# ONR Dilution used as a Pre soak



## wyliss (Feb 9, 2007)

After watching Bigpikle's demo I see he has used a garden sprayer with ONR as a pre soak. what sort of dilution should I use for this purpose pls guys?
Planning on using it for the first time today !!
Wish me luck, hopefully no marring or swirls......nervous !!!!!
:newbie: to ONR :lol:


----------



## nicks16v (Jan 7, 2009)

1 capful in that size sprayer.


----------



## Bigpikle (May 21, 2007)

yep - theres no official answer. Some use it at QD strength, which is 6oz per US gallon. I'm tight so tend to use it anywhere down to the usual wash solution strength of 1oz per 2 US gallons. 

Kind of depends on how dirty your car is.
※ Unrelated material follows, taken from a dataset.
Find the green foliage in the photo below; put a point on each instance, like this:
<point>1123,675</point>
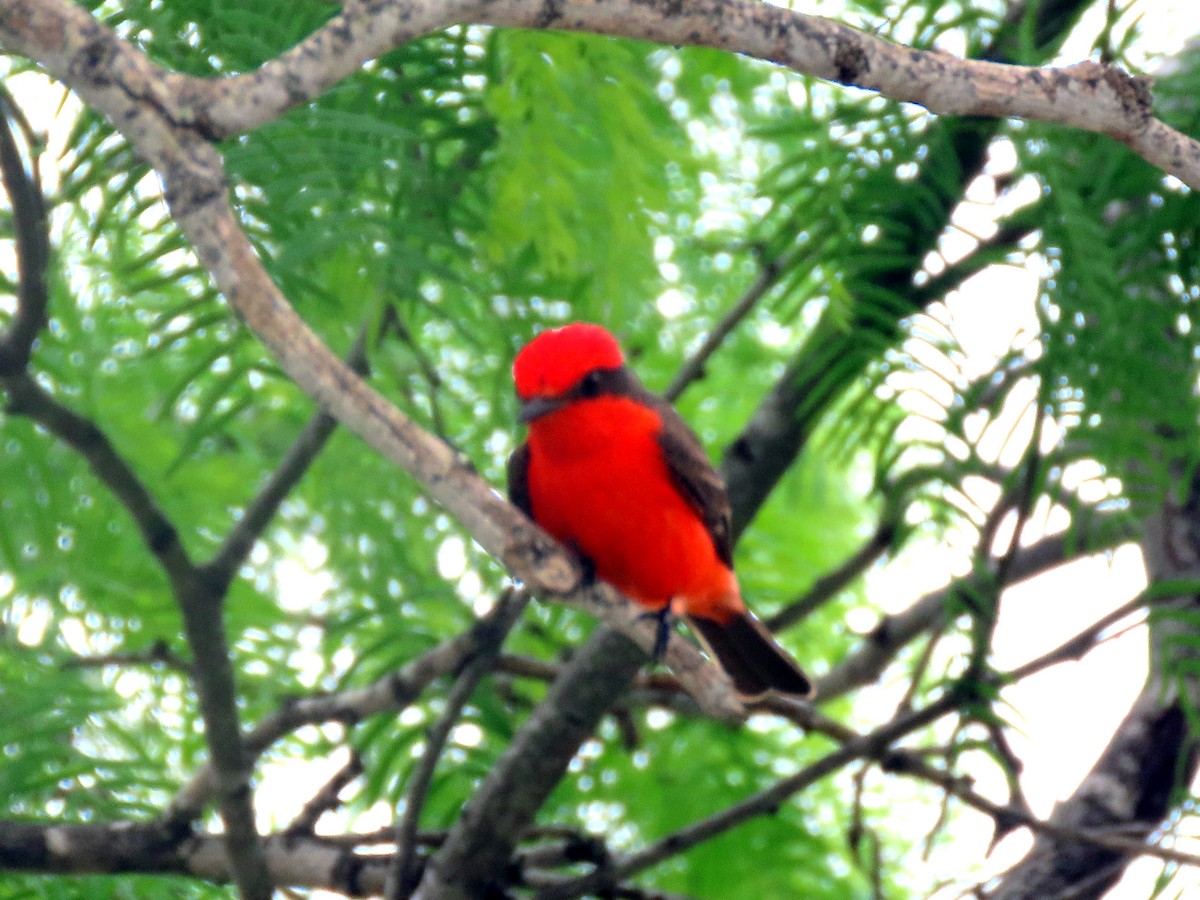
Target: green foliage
<point>447,202</point>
Remember, use the same caution you would with any wash - small areas, rinse frequently and go over an area until its clean - if really dirty if might need 2 or more passes, just like with normal shampoo


----------



## Guest (Jul 8, 2009)

I use a capfull (1/2oz) in a 2L sprayer, which is about 1:128 or 1oz to 1 US gallon - seems to work ok. I might have to try at a weaker solution since I'm a tight **** too 

I reckon that, if you buy a gallon, using ONR as a pre-spray at those sort of dilutions works out as being more cost effective than using conventional pre-sprays/foams. I think ONR at 64:1 ("claying" strength) is about the break even point when compared to 5L bottles of conventional pre-spray/foam.


----------